In the analysis function, we can access the title and the model chosen by the user using the code above. The values entered by the user are saved in a dictionary which is retrieved by calling request.form.toDict(), which gets all the inputs from the form. This makes it easier to retrieve each value based on key. For example, to get the title of the article entered by the user, it can be retrieved by searching for the key (name attribute value of the textbox) in the dictionary. The code for the following is shown below. *Form section has the code for the textbox and flask section has the python code.
Form: flask:

Search bar (Feature)

Backend

From the search bar, users are allowed to enter a DOI (Digital Object Identifier) which is unique for each paper and get metadata about the paper. This is done by making an API call to https://dx.doi.org with the appropriate DOI. The information is parsed into a dictionary as key/value pairs.

If the response is not HTTP Status 200 OK, it means the request has failed and we replace the key/value pairs with just a "INVALID DOI" key, "" value pair.

Frontend

To display the information from the search page dynamically, we needed to use embedded python supported by flaskr

Here, we used a for loop to iterate through all items in the dictionary and display them in rows. Each row would have two columns, one for the key and one for the value. Using this to display the contents of the dictionary is one of the reasons why we chose to handle a non-200 response from the API as a "INVALID DOI" key/value pair - there is no extra work that needs to be done to handle this scenario.

This is the result of the embedded python, and how it will look like to the user.

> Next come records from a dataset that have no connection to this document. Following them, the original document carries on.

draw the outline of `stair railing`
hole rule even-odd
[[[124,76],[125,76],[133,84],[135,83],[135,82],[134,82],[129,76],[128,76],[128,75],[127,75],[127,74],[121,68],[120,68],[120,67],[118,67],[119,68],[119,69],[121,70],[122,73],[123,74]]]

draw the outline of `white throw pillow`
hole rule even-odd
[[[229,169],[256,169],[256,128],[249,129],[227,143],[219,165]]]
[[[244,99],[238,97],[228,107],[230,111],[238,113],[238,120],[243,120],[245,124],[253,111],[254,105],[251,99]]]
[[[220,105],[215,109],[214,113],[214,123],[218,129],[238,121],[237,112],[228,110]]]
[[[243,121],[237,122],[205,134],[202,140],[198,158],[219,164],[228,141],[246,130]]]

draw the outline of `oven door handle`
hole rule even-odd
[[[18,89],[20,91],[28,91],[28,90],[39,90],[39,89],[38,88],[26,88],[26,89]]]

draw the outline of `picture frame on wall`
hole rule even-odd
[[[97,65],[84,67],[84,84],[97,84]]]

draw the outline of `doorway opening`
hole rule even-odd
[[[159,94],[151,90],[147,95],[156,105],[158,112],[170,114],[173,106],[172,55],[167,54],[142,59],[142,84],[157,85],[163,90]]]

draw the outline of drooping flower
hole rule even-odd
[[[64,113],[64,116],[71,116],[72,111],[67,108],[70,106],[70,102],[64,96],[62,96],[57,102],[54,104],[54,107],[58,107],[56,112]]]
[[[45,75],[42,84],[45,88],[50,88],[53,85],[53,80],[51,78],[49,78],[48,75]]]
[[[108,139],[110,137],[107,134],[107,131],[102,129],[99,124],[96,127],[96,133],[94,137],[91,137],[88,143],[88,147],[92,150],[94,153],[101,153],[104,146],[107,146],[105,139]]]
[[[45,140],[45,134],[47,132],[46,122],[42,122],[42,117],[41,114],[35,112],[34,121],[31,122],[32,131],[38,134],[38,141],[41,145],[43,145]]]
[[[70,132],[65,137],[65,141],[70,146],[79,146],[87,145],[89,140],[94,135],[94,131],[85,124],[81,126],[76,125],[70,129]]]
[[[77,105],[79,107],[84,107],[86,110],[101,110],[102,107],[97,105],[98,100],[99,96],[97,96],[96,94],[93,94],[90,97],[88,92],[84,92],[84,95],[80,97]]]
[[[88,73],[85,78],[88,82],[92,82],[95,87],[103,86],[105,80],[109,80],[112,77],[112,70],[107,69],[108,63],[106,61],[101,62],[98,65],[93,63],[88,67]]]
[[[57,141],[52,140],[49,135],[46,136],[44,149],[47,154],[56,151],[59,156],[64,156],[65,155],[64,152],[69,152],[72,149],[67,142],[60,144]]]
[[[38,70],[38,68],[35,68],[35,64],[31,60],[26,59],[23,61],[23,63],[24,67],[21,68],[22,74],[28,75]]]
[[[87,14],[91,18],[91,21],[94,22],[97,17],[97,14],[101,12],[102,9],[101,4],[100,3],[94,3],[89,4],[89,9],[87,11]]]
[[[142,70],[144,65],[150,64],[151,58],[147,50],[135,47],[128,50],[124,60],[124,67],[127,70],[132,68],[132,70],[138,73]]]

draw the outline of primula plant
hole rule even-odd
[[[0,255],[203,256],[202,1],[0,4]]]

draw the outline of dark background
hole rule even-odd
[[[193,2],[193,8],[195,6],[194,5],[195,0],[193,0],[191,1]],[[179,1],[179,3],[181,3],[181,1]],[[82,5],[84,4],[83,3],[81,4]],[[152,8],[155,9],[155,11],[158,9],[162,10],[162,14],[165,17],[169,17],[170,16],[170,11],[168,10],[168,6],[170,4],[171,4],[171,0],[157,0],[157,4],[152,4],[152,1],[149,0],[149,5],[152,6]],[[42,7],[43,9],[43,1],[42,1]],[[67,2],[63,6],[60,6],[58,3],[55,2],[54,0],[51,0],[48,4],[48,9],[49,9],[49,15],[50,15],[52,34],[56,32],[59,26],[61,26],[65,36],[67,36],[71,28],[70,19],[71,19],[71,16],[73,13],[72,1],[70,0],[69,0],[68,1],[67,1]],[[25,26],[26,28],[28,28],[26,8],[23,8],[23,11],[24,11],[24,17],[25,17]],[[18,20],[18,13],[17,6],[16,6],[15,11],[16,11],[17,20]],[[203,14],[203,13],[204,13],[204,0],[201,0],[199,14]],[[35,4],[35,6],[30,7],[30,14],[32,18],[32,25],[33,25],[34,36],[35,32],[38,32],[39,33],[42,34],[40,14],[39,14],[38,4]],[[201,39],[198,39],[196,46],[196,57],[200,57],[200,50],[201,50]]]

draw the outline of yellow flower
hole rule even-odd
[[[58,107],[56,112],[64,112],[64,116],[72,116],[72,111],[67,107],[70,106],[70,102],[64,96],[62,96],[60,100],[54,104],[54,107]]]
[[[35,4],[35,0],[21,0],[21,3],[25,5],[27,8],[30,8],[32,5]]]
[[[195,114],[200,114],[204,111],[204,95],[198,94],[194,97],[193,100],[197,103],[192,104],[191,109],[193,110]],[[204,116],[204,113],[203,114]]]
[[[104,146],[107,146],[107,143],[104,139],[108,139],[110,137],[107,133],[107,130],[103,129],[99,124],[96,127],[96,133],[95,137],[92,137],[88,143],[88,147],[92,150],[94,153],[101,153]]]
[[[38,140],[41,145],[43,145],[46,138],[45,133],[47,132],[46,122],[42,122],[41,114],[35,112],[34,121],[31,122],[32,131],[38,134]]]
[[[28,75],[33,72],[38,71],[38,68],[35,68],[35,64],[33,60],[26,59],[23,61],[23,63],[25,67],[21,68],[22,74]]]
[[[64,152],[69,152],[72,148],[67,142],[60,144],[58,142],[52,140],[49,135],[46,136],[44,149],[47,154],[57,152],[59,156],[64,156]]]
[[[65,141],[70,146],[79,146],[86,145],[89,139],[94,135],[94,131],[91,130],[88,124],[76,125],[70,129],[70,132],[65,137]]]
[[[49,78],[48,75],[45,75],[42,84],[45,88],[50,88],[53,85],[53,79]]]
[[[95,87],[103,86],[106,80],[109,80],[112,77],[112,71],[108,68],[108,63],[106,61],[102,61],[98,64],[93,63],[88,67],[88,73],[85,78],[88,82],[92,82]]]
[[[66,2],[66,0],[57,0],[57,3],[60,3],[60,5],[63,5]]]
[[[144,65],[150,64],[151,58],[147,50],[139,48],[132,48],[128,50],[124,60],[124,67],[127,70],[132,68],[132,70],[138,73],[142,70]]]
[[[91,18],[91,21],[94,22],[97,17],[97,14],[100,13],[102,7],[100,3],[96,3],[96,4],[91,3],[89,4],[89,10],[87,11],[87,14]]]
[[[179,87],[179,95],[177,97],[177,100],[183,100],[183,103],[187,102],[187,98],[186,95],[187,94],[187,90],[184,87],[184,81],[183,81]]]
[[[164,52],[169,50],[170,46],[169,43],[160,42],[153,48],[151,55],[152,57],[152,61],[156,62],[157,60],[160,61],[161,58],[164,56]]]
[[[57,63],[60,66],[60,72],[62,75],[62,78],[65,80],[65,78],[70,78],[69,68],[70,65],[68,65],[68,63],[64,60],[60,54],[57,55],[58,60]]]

Backend (Citation prediction)

Tokenizer and model

Firstly, the text needs to be processed by an AllenAI SPECTER model. We utilise the transformers library to obtain the appropriate tokenizer and model. It is key to recognise that in this function, no such processing occurs. It is simply the function that initialises the tokenizer and model.

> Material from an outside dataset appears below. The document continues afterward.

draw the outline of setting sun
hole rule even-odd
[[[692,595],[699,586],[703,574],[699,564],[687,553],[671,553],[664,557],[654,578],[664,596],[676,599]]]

The AutoTokenizer and Automodel methods are part of the transformers library.

SPECTER vectors

A function is written to obtain the SPECTER vectors. It takes as input the tokenizer and model, as well as the title and abstract. Then, it processes these text and obtains the embeddings from the inputs. The tokenizer is used to preprocess the input into a usable result for the model. Once the inputs are run through the model, we extract the embeddings from it.

To work with this data easier, we chose to convert the embeddings into a pandas Dataframe object.

Unpacking models

It is not feasible (or realistic) to have a model that is loaded on demand, therefore we choose to pre-train our models and pickle them, then unpack them when the web application starts up.

This above function is an example of loading a model, specifically it loads the linear regression model.

Predicting the citation count

With the prior work done, the actual prediction of the citation count is relatively straightforward. It takes as input a model as well as the title and abstract, and obtains a prediction from the model's predict() function.

Since our models are log transformed, the initial output is also log transformed. Therefore we need to process the data by applying the natural exponential and then subtracting one from it.